Si l’on accepte que l’État encadre strictement le tabac et l’alcool au nom de la santé publique, pourquoi refuser qu’il encadre de manière cohérente des aliments dont l’impact sanitaire est désormais largement documenté ? L’objectif n’est pas de culpabiliser les individus ni de tout interdire, mais de déplacer la responsabilité : ce n’est pas à chaque consommateur de réparer, seul, les dégâts d’un système qui rend les options nocives omniprésentes. C’est d’abord à l’État, voire à l’Europe de poser des garde-fous, et aux entreprises de respecter des limites claires.

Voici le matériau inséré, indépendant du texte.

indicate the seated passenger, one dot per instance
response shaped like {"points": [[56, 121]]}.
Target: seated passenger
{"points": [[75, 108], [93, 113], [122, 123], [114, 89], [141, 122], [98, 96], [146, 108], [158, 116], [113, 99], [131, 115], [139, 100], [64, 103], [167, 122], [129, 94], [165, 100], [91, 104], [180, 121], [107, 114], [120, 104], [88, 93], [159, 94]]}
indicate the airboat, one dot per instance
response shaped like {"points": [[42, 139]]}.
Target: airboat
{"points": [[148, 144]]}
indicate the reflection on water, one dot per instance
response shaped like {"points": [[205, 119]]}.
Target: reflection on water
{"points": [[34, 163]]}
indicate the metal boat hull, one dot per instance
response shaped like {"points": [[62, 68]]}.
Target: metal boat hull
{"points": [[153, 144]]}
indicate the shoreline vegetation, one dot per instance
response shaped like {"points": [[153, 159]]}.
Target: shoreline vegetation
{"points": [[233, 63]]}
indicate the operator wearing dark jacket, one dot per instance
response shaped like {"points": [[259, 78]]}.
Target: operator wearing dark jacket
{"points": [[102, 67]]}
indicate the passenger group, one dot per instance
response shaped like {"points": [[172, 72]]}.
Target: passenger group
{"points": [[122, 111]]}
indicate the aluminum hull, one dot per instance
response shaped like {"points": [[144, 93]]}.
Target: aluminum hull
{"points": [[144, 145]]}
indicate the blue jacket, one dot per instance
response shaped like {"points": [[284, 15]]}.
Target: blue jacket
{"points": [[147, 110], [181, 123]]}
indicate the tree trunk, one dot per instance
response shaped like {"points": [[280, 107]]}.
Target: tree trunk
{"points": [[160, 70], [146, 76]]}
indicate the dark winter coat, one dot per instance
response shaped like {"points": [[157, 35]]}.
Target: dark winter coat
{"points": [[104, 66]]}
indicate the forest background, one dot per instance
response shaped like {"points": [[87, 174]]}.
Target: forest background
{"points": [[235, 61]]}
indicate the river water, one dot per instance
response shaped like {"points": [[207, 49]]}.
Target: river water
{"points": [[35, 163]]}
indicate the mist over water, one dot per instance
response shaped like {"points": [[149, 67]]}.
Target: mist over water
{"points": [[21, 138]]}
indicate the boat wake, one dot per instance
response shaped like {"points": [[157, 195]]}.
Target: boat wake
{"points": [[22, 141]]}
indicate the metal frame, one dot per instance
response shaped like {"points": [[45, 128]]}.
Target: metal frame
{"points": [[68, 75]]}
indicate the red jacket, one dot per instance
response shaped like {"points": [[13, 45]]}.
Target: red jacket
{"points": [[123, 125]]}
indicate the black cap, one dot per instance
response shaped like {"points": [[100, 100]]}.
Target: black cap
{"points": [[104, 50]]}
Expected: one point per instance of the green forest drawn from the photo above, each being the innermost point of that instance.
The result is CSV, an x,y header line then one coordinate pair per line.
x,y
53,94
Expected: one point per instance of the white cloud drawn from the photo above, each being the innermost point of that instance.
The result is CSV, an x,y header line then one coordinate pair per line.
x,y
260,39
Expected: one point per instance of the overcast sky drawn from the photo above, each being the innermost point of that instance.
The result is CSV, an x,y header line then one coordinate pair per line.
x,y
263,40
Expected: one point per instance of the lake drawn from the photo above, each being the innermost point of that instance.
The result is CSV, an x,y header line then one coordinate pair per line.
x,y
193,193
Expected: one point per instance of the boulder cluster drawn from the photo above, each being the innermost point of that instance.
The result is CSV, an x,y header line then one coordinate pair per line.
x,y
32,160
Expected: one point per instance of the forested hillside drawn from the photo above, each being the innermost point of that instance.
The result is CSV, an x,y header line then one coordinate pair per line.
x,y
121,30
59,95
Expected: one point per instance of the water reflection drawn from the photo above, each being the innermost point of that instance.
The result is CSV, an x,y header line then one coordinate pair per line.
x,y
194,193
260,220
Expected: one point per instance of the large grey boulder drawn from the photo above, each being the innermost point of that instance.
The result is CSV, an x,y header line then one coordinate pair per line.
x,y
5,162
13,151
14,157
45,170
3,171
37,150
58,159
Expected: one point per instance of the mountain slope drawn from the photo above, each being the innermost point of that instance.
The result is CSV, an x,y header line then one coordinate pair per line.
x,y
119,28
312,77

Ultra-transformés, de quoi parle-t-on ?

Les aliments ultra-transformés ne sont pas simplement des produits « industriels ». Selon la classification Nova, ce sont des formulations fabriquées à partir d’ingrédients bon marché issus de quelques cultures intensives (maïs, blé, soja, sucre, huile de palme), fractionnés, recombinés, puis agrémentés d’additifs à fonction surtout « cosmétique » : émulsifiants, arômes, colorants, édulcorants, exhausteurs de goût.

L’objectif n’est pas de conserver un aliment, mais de créer des substituts standardisés aux vrais aliments et aux repas, faciles à stocker, à transporter, à marketer… et très rentables.

  • Un yaourt nature (lait + ferments) n’est pas un « dessert lacté » aromatisé, épaissi, coloré, édulcoré.
  • Un pain aux farines complètes, fermenté avec peu d’ingrédients, n’a rien à voir avec une tranche de pain industriel ultra-aérée, enrichie d’émulsifiants et de graisses cachées.

Dans chaque famille de produits, la version ultra-transformée est presque toujours moins favorable à la santé que son équivalent peu transformé. C’est précisément ce que documente la littérature scientifique.


Une épidémie mondiale

En quelques décennies, les ultra-transformés ont colonisé l’alimentation mondiale. Dans de nombreux pays riches, ils fournissent déjà plus de la moitié des calories quotidiennes. Là où ils étaient encore minoritaires – en Amérique latine, en Asie, en Afrique – leurs ventes ont explosé.

Partout, la même séquence se répète : d’abord les classes urbaines aisées, puis les classes moyennes, enfin les catégories populaires deviennent dépendantes d’une offre ultra-transformée à bas prix, disponible partout, du supermarché à la station-service.

Cette « réussite » n’a rien de naturel. Elle repose sur un modèle industriel qui pousse à standardiser les recettes, concentrer la production, inonder les marchés de produits hyper-marqués, soutenus par une publicité massive et un lobbying agressif. L’épidémie de maladies chroniques liées aux ultra-transformés n’est pas un accident : c’est le résultat logique de cette organisation du système alimentaire.